FPwrzesien2015 Rola Ducha Świętego w życiu chrześcijanina

background image

WRZESIEŃ

Rola Ducha Świętego w życiu chrześcijanina

Cel

Spotkanie rozpoczyna cykl trzech tematów dotyczących wprost osoby Ducha Świętego
i przejawów Jego działania w Kościele.

Wrześniowe spotkanie powinno stać się okazją, aby każdy osobiście uświadomił sobie
miejsce i rolę Ducha Świętego w swoim życiu. Podstawą do realizacji tego tematu będzie
katecheza ks. F. Blachnickiego „Rola Ducha Świętego w życiu chrześcijanina”, wzbogacona
o dokumenty Kościoła (Katechizm Kościoła Katolickiego i encyklikę Jana Pawła II).

Lektura

Podstawowa

Katecheza ks. Franciszka Blachnickiego Rola Ducha Świętego w życiu chrześcijanina

Wideo: https://www.youtube.com/watch?v=MAa4TxwUEyk

Tekst: http://blachnicki.oaza.pl/2009/01/22/rola-ducha-swietego-w-zyciu-
chrzescijanina/ (zał. na końcu konspektu)

Uzupełniająca

Katechizm Kościoła Katolickiego (rozdział Wierzę w Ducha Świętego, szczególnie p.
687–690 i 731–741),

encyklika Jana Pawła II Dominum et Vivificantem (szczególnie p. 49–67)
dostęp online: http://www.opoka.org.pl/biblioteka/W/WP/jan_pawel_ii/encykliki/
dominum_1.html#,

Ks. Franciszek Blachnicki, Oblicza Ducha.

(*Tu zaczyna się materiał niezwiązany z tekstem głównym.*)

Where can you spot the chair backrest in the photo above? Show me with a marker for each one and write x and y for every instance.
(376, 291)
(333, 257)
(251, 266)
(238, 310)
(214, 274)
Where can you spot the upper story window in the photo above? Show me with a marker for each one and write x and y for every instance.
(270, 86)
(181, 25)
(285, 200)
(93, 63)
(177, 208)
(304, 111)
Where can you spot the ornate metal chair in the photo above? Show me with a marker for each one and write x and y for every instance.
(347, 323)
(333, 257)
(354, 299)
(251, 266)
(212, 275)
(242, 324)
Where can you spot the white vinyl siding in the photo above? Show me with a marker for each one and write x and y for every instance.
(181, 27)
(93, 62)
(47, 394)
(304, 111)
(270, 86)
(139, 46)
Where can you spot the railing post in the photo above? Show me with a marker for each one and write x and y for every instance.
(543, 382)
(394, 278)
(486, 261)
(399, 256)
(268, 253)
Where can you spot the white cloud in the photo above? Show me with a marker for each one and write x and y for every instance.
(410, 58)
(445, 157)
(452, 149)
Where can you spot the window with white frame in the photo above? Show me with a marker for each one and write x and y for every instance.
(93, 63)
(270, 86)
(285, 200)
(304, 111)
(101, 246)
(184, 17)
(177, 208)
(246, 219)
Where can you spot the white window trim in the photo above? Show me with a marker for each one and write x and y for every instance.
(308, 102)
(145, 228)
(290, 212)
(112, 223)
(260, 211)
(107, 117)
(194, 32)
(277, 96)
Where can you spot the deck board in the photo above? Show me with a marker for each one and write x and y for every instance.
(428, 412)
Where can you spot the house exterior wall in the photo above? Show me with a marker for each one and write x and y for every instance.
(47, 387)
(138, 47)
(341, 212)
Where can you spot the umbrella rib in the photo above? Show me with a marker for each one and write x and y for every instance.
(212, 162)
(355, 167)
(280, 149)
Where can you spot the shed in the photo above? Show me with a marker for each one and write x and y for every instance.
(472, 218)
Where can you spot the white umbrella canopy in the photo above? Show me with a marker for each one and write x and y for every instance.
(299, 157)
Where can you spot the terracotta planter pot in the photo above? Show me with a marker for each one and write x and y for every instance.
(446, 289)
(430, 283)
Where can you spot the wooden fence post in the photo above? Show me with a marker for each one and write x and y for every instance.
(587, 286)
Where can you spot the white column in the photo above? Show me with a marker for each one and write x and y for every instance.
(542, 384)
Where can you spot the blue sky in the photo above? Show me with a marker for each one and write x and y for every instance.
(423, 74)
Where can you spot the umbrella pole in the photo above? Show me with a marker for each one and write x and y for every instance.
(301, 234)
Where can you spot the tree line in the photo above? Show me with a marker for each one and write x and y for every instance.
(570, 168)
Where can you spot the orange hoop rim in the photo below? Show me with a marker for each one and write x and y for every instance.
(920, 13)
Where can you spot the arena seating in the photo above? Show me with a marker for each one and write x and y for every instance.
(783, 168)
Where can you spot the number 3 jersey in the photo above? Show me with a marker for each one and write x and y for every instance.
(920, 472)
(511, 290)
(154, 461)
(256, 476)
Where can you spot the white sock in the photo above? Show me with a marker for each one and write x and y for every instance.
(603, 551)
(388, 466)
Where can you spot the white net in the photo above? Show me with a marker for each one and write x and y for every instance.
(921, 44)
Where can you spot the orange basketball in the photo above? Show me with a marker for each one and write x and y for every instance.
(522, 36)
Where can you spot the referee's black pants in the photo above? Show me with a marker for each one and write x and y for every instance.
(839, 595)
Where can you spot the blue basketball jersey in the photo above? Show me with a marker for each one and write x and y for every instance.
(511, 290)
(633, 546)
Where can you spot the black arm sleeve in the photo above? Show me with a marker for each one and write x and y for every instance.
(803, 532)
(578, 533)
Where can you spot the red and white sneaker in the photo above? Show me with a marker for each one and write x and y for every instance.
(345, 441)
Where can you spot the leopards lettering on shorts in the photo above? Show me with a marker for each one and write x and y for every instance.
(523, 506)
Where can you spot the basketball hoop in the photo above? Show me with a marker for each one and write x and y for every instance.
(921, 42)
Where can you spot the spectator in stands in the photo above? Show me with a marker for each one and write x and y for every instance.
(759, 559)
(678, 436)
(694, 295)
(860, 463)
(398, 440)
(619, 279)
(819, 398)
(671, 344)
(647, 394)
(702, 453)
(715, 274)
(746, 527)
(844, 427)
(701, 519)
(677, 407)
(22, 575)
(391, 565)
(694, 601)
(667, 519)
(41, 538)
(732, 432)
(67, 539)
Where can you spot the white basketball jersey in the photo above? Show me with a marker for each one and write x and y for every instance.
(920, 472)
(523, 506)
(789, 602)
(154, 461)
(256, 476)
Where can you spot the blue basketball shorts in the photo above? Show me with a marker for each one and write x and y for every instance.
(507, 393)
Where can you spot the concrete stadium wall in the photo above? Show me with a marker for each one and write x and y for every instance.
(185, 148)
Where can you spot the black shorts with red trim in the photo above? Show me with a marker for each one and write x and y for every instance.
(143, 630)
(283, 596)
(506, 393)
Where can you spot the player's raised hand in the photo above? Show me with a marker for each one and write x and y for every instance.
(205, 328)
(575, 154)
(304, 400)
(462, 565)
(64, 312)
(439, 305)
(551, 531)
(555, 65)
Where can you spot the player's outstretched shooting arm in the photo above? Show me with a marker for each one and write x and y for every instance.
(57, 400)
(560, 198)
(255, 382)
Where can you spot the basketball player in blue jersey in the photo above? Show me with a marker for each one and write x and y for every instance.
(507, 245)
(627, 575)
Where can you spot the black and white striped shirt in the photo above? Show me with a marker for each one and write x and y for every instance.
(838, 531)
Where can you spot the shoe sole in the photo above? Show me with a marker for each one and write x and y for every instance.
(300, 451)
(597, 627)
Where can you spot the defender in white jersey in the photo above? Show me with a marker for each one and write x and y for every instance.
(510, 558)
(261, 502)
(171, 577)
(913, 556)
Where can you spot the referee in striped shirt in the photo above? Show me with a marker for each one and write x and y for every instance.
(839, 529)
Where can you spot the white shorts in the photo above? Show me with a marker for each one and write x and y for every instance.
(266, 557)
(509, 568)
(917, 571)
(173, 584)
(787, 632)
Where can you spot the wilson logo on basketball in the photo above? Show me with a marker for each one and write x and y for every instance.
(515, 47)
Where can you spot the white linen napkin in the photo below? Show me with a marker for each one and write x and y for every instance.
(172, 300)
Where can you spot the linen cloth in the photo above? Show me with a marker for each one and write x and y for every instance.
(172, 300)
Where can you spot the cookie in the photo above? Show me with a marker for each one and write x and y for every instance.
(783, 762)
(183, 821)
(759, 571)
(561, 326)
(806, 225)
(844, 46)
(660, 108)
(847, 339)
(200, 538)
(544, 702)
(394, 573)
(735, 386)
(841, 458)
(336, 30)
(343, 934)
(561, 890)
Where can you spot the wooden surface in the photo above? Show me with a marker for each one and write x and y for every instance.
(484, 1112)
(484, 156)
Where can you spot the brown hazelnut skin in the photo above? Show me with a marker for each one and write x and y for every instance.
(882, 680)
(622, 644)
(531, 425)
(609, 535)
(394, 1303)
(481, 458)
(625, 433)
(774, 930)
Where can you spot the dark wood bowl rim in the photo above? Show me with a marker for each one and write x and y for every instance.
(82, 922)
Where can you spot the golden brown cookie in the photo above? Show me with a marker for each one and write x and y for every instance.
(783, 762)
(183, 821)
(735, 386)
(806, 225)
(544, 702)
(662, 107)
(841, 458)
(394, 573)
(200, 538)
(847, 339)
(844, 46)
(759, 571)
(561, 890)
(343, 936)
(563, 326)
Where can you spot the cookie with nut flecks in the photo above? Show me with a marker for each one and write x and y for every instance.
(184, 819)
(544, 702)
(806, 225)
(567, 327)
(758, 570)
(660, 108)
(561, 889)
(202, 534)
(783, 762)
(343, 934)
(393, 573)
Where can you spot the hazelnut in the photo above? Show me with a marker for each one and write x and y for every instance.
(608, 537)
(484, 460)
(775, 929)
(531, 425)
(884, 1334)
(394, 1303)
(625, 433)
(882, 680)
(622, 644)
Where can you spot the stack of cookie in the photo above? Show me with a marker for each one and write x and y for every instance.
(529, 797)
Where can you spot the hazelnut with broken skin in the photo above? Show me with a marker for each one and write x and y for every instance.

Przygotowanie dla uczestników spotkania

Przeczytać tekst katechezy ks. Franciszka Blachnickiego Rola Ducha Świętego w życiu
chrześcijanina
załączony na końcu konspektu lub obejrzeć film na YT.

background image

Przygotowanie dla animatora

Przejrzeć strukturę ewangelicznej rewizji życia zamieszczonej w konspekcie. Opracować
materiały uzupełniające lub podzielić tę pracę pomiędzy uczestników spotkania (ważne, aby
nie było to zadane na ostatnią chwilę).

W razie potrzeby przypomnieć sobie metodę i schemat ewangelicznej rewizji życia.
Najważniejsze, to doprowadzenie do części działać, aby treści i wnioski zostały zastosowane
w życiu, także po spotkaniu. Można za jakiś czas zapytać o to, jak przebiega realizacja
postanowień.

Przebieg spotkania

Modlitwa

Dzielenie życiem

Można zaproponować dzielenie, czym żyliśmy przez wakacje, krótkie świadectwa
z przeżytych rekolekcji itp.

Ewangeliczna rewizja życia

Widzieć

W jakich sytuacjach najbardziej uświadamiam sobie obecność i działanie Ducha
świętego w swoim życiu?

Na ile moje życie jest życiem w mocy Ducha Świętego? Czy mogę teraz złożyć o tym
świadectwo?

Czy potrafię wskazać takie momenty i miejsca z mojego życia, w których w jakiś
sposób „przeszkadzam” Duchowi Świętemu?

Osądzić

Każdy członek grupy dostaje do przedstawienia jeden fragment katechezy, odpowiadający
jednemu pytaniu. Kolejno udzielane są odpowiedzi na pytania:

Kim jest Duch Święty?

Dlaczego Duch Święty został przez Chrystusa posłany?

Co to znaczy być napełnionym Duchem Świętym?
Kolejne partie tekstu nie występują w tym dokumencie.